Un accord de principe fragile visant à mettre fin à la guerre de trois mois entre les États-Unis et l'Iran se heurte à des obstacles importants, les deux parties restant très éloignées sur le calendrier de la levée des sanctions et la vérification des concessions nucléaires.
Le président Donald Trump a déclaré dimanche qu'il n'était pas pressé de conclure un accord de fin de guerre avec l'Iran, un revirement spectaculaire par rapport aux semaines passées à insister sur le fait que Téhéran devait rapidement faire des concessions sous peine de nouvelles attaques. Cette déclaration intervient après que les détails d'un accord-cadre ont montré que des lacunes majeures subsistent entre les deux parties sur des questions critiques.
« L'idée que ce président, compte tenu de tout ce qu'il a déjà prouvé qu'il est prêt à faire, puisse accepter un accord qui finirait par placer l'Iran dans une position plus forte concernant ses ambitions nucléaires est absurde », a déclaré dimanche le secrétaire d'État Marco Rubio, repoussant les critiques conservatrices de l'accord.
Selon la proposition, la guerre prendrait fin et l'Iran rouvrirait le détroit d'Ormuz, par lequel transite environ 20 % de l'approvisionnement énergétique mondial, en échange de la levée du blocus naval américain. Cependant, la demande de l'Iran concernant la libération immédiate d'environ 100 milliards de dollars d'actifs gelés et la levée de certaines sanctions s'est heurtée à la résistance de Washington, qui insiste sur une approche progressive liée au démantèlement nucléaire. La guerre a coûté aux contribuables américains au moins 29 milliards de dollars et a entraîné la mort de 13 militaires.
L'impasse laisse l'économie mondiale dans une position précaire, la fermeture du détroit ayant déjà secoué les marchés de l'énergie et fait grimper les prix de l'essence et d'autres biens. Bien qu'un accord offrirait une « bouffée d'oxygène » à l'économie mondiale, le chemin vers un accord final est semé de complexités qui ont tourmenté le pacte nucléaire de l'ère Obama, dont Trump s'est retiré.
Des points de friction émergent
Un haut responsable de l'administration Trump a confirmé que l'accord de principe prévoit que l'Iran rouvre le détroit pour que les États-Unis mettent fin à leur blocus maritime. Cependant, l'agence de presse semi-officielle iranienne Tasnim a déclaré dimanche que Téhéran souhaitait un allégement des sanctions et le dégel des avoirs dès le début du processus, avertissant que l'accord pourrait autrement s'effondrer.
Les désaccords les plus importants portent sur le programme nucléaire de l'Iran. Selon l'Agence internationale de l'énergie atomique, l'Iran possède environ 970 livres d'uranium enrichi à 60 % de pureté et 11 tonnes supplémentaires de matières moins enrichies. Un responsable américain a déclaré que l'Iran avait accepté le principe de se débarrasser de tout son uranium enrichi, mais que le mécanisme, le calendrier et la vérification pour ce faire restaient à décider.
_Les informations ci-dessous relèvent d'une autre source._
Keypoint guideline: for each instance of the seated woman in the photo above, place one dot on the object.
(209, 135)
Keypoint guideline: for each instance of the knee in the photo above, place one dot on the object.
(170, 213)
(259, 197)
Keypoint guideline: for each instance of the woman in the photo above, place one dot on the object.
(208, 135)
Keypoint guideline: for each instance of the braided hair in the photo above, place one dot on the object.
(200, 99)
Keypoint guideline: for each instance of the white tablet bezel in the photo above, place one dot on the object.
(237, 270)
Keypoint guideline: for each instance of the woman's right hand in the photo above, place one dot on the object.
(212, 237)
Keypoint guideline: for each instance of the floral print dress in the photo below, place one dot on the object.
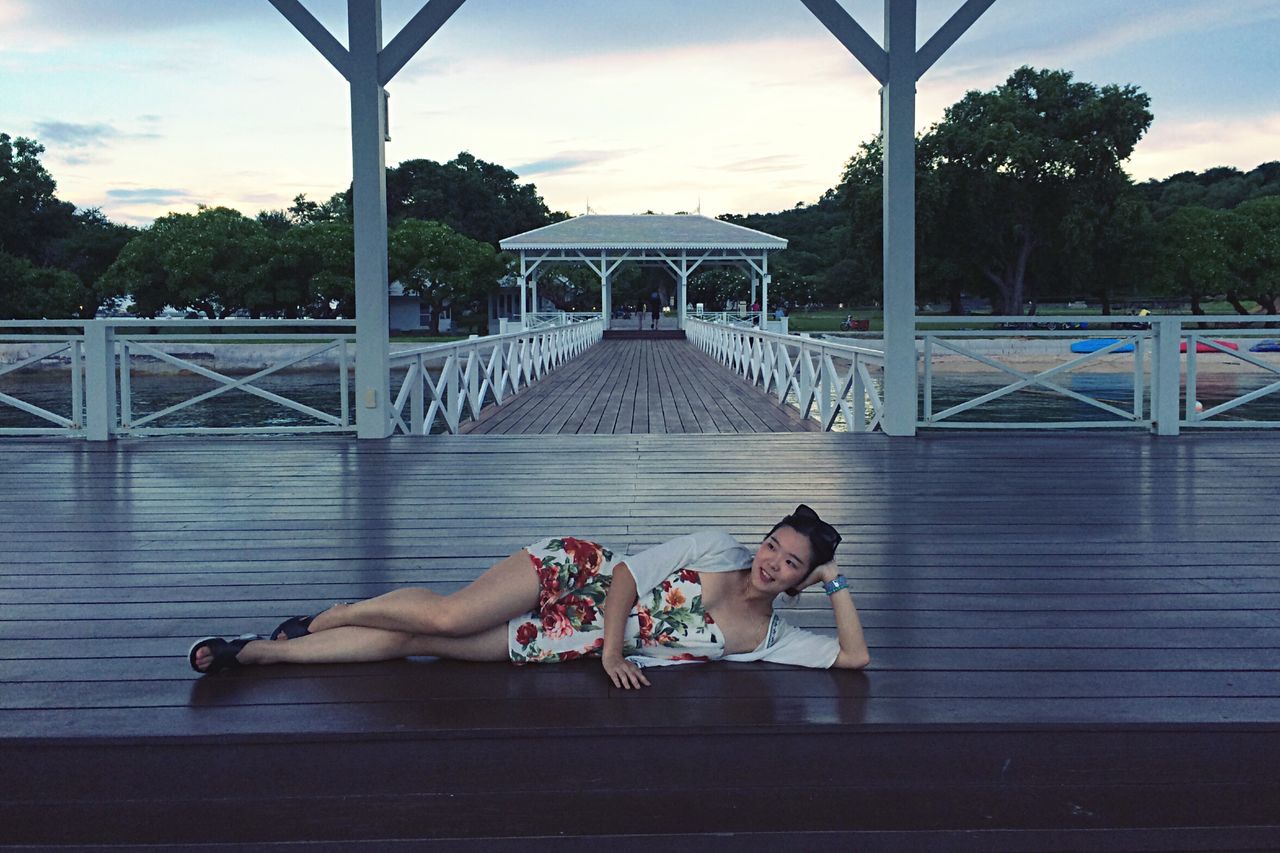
(574, 578)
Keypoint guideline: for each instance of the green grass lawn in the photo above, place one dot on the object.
(830, 319)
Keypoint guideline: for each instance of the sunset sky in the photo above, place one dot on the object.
(732, 105)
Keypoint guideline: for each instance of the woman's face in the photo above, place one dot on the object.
(782, 561)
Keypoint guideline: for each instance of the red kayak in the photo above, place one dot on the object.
(1203, 347)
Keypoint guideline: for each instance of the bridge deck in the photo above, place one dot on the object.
(1074, 638)
(640, 387)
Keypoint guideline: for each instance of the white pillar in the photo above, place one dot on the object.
(369, 206)
(897, 118)
(606, 300)
(100, 381)
(681, 296)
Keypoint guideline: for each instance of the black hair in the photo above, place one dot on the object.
(822, 537)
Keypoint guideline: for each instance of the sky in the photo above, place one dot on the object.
(150, 106)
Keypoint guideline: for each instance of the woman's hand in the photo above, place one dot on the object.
(823, 574)
(624, 673)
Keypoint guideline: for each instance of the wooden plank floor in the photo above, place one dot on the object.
(1074, 646)
(624, 387)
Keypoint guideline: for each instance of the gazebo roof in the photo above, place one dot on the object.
(644, 231)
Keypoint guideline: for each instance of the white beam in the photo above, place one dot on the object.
(850, 33)
(315, 32)
(899, 127)
(414, 35)
(947, 33)
(369, 209)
L'approche de l'administration a suscité de vives critiques de la part des conservateurs républicains. Le sénateur Ted Cruz a qualifié un accord potentiel permettant à l'Iran de conserver des capacités nucléaires d'« erreur désastreuse », tandis que le sénateur Lindsey Graham a critiqué tout accord qui laisserait l'Iran comme une force dominante dans la région.
Tensions régionales et incertitude des marchés
Les États arabes du Golfe, bien que désireux d'une issue diplomatique pour éviter de nouvelles attaques contre leurs installations énergétiques, craignent que l'accord ne les laisse exposés. Le cadre ne traiterait pas du programme de missiles de l'Iran ni de son réseau de mandataires régionaux, une préoccupation majeure en matière de sécurité pour l'Arabie saoudite et les Émirats arabes unis.
« L'Iran entre dans la période d'après-guerre avec un levier qu'il n'avait pas auparavant, car Ormuz est désormais une monnaie d'échange établie », a déclaré H.A. Hellyer, chercheur associé principal au Royal United Services Institute. « Le risque majeur pour les États arabes du Golfe est que cela laisse Téhéran se sentir enhardi. »
Israël nourrit également de profondes inquiétudes. Le gouvernement du Premier ministre Benjamin Netanyahu, qui n'est pas partie aux négociations, craint que l'accord ne parvienne pas à démanteler de façon permanente ce qu'il considère comme une menace existentielle. L'accord initial pourrait également contraindre les opérations militaires d'Israël contre la milice Hezbollah soutenue par l'Iran au Liban.